Le mot publicité évoque généralement l’image d’une pin-up dénudée posant près d’une voiture, d’un paquet de chips ou d’un déodorant pour homme. Parfois aussi, elle sert à vendre des bonnes causes. Est-ce légitime ? Scandaleux ? Faut-il condamner toutes les affiches sexy, sans distinction ?
«La plupart du temps, il est difficile de savoir pourquoi les publicitaires utilisent des photos de femmes à moitié nues pour vendre leurs produits», constatent deux journalistes du site BuzzFeed. Afin de prouver l’aspect parfois gratuit, voire inadéquat de certaines pubs, elles se sont amusées à supprimer le logo et le slogan sur l’image.

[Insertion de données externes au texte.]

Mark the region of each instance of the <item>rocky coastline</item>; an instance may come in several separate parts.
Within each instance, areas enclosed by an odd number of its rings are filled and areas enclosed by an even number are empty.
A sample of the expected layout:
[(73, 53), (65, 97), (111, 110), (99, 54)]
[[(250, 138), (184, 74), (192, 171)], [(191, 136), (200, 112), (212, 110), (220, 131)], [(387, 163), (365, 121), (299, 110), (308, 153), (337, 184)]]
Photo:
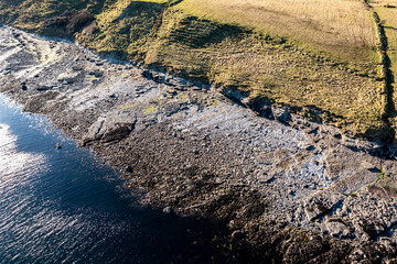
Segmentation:
[(264, 263), (397, 263), (390, 145), (10, 26), (0, 92), (122, 170), (143, 205), (227, 222)]

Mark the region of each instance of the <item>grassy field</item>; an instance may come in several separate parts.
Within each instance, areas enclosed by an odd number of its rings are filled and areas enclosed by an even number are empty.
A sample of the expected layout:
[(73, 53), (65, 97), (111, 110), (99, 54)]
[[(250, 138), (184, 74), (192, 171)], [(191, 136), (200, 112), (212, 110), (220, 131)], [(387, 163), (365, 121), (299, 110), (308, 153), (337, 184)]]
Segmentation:
[[(12, 4), (11, 4), (12, 3)], [(0, 19), (61, 35), (46, 21), (87, 9), (83, 45), (246, 94), (353, 134), (382, 138), (386, 95), (376, 30), (358, 0), (0, 0)], [(23, 10), (21, 12), (20, 10)], [(68, 36), (71, 37), (71, 36)]]
[(374, 26), (362, 0), (184, 0), (184, 12), (261, 30), (332, 53), (369, 59)]

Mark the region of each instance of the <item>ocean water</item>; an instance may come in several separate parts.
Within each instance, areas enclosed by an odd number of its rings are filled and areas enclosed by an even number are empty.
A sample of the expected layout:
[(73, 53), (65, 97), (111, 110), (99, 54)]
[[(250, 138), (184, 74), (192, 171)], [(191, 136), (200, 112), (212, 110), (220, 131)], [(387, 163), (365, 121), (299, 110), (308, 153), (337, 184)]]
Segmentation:
[(117, 172), (0, 96), (1, 264), (239, 262), (218, 227), (136, 199)]

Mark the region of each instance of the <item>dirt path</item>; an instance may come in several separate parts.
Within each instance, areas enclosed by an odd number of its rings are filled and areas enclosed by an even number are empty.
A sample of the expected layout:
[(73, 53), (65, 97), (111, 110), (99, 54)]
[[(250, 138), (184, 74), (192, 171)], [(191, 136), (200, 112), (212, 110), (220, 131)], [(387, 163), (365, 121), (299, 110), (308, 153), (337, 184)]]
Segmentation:
[(0, 91), (117, 166), (142, 204), (226, 221), (267, 263), (396, 261), (394, 148), (12, 28), (0, 54)]

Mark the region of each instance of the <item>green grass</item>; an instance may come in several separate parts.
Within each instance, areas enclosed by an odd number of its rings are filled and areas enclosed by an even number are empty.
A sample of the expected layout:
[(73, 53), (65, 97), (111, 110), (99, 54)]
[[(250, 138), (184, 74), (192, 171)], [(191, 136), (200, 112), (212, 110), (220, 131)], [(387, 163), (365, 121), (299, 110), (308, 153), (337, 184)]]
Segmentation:
[(219, 90), (238, 89), (246, 92), (248, 102), (281, 103), (353, 134), (385, 136), (386, 99), (371, 41), (354, 45), (355, 38), (350, 40), (350, 51), (355, 52), (348, 53), (355, 59), (340, 59), (326, 43), (312, 48), (299, 35), (293, 38), (211, 15), (200, 18), (183, 6), (192, 1), (174, 6), (178, 1), (25, 0), (11, 4), (0, 0), (0, 19), (37, 33), (62, 35), (62, 29), (45, 28), (45, 19), (65, 10), (88, 9), (99, 30), (92, 35), (77, 32), (75, 37), (98, 53), (212, 82)]

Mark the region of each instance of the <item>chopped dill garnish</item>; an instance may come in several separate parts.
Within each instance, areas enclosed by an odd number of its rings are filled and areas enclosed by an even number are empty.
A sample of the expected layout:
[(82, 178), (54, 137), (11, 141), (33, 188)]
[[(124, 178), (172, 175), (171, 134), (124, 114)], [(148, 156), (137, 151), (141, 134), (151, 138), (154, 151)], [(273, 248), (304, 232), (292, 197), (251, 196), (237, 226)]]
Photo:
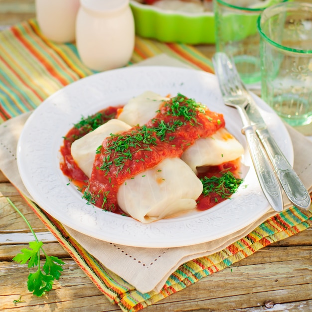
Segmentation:
[(203, 189), (202, 193), (206, 196), (210, 193), (216, 193), (221, 198), (228, 198), (234, 194), (243, 182), (243, 179), (236, 178), (230, 171), (222, 173), (220, 177), (215, 176), (211, 177), (206, 176), (201, 178)]

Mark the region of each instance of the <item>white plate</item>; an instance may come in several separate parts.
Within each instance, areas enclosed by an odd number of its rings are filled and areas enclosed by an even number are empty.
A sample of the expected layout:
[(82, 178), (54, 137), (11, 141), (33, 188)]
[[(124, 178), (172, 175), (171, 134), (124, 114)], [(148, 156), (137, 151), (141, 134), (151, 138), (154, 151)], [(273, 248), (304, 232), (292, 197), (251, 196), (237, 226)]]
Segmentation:
[[(165, 96), (180, 92), (222, 113), (226, 127), (243, 145), (245, 181), (230, 200), (205, 211), (195, 211), (144, 224), (87, 204), (59, 168), (62, 137), (79, 121), (108, 106), (126, 104), (151, 90)], [(272, 135), (291, 163), (292, 142), (280, 118), (255, 96)], [(76, 231), (102, 240), (142, 247), (173, 247), (203, 243), (243, 228), (269, 209), (247, 152), (235, 109), (223, 104), (217, 79), (192, 69), (148, 66), (97, 74), (64, 88), (38, 107), (27, 121), (17, 147), (23, 182), (46, 212)], [(247, 185), (247, 187), (246, 186)]]

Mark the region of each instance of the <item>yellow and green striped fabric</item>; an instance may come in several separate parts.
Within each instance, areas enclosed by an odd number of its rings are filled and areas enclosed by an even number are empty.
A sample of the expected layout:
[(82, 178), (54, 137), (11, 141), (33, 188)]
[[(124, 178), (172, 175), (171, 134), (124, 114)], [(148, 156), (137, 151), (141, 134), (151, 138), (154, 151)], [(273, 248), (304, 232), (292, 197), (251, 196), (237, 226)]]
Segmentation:
[[(73, 43), (42, 36), (31, 19), (0, 32), (0, 121), (35, 108), (63, 87), (96, 72), (85, 66)], [(212, 72), (211, 62), (191, 46), (139, 37), (129, 65), (166, 53)]]
[[(213, 72), (211, 60), (194, 47), (139, 37), (136, 38), (129, 65), (164, 52)], [(63, 86), (94, 72), (81, 62), (74, 44), (56, 44), (47, 40), (41, 35), (34, 19), (3, 30), (0, 32), (0, 122), (35, 108)], [(61, 223), (23, 196), (98, 289), (122, 310), (127, 312), (153, 305), (274, 242), (312, 225), (311, 212), (288, 209), (225, 249), (181, 265), (169, 277), (159, 293), (142, 294), (103, 267), (68, 235)]]

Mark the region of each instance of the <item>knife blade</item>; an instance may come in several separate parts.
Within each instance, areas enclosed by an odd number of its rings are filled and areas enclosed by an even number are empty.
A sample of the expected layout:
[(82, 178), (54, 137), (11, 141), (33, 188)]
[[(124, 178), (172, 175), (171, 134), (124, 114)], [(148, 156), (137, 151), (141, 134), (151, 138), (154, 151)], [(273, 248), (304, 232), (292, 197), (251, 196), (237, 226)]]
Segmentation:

Pourriez-vous deviner ce que permet de vendre la photo d’une femme dont la culotte est tombée sur les chevilles ?
Celle d’une cuisinière qui enfourne une dinde, seulement vêtue de ses dessous ?
Trois réponses sont données au choix. Cliquez pour vérifier : l’exercice est assez drôle. On se trompe une fois sur deux ce qui prouve bien que les publicités jouent sur le décalage entre l’image et le produit. Parfois l’image est si totalement déconnectée du message vendeur que l’affiche fait l’effet d’une plaisanterie de très mauvais goût. Parfois, l’effet de surprise est tel qu’on ne peut s’empêcher de trouver la publicité réussie.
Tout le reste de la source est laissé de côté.